Le petit livre des plaisirs -9
NAVIGUER
par Yann QUEFFELEC
Naviguer fait plaisir : naviguer fait peur, naviguer fait mal,
fait froid, faim, sommeil, etc.
Naviguer est un plaisir extrême, étrange,
indicible au commun des mortels agglutinés sur la plage.
Naviguer implique l'animal humain dans une osmose
avec la nature qui peut lui coûter la vie.

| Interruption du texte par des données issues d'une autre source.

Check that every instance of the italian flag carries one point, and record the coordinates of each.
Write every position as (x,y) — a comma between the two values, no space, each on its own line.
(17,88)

Au large on est en plein ciel, on fait partie du décor tournant des astres,
on a physiquement la sensation d'être au monde,
à bord d'une étoile neuve à sa première aube,
à son premier soleil - levant, couchant.
A cette échelle on est loin des pensées mesquines,
confronté à son moi le plus nu qui marmonne assurément :
je suis, je rêve donc je suis.
Au large on est lié corps et âme à cet oiseau phénoménal
qu'on appelle un voilier, tombe ou trésor.
Au large on a la mer pour compagne,
on vit dans sa plus stricte intimité.
Elle est fureur, terreur, elle n'est pas moins refuge
et berceuse après les attaques du vent.
Elle est sans limites, inépuisables,
mais lorsqu'on n'y croit plus elle arrive à bon port.
Elle est voyage à travers l'horizon, voyage à travers soi-même.
On en revient pas sans connaître un peu mieux l'homme,
celui que l'on devient à chaque instant.
La mer est belle, d'une beauté au-delà des mots.
Décidément la mer est un plaisir impossible à divulguer.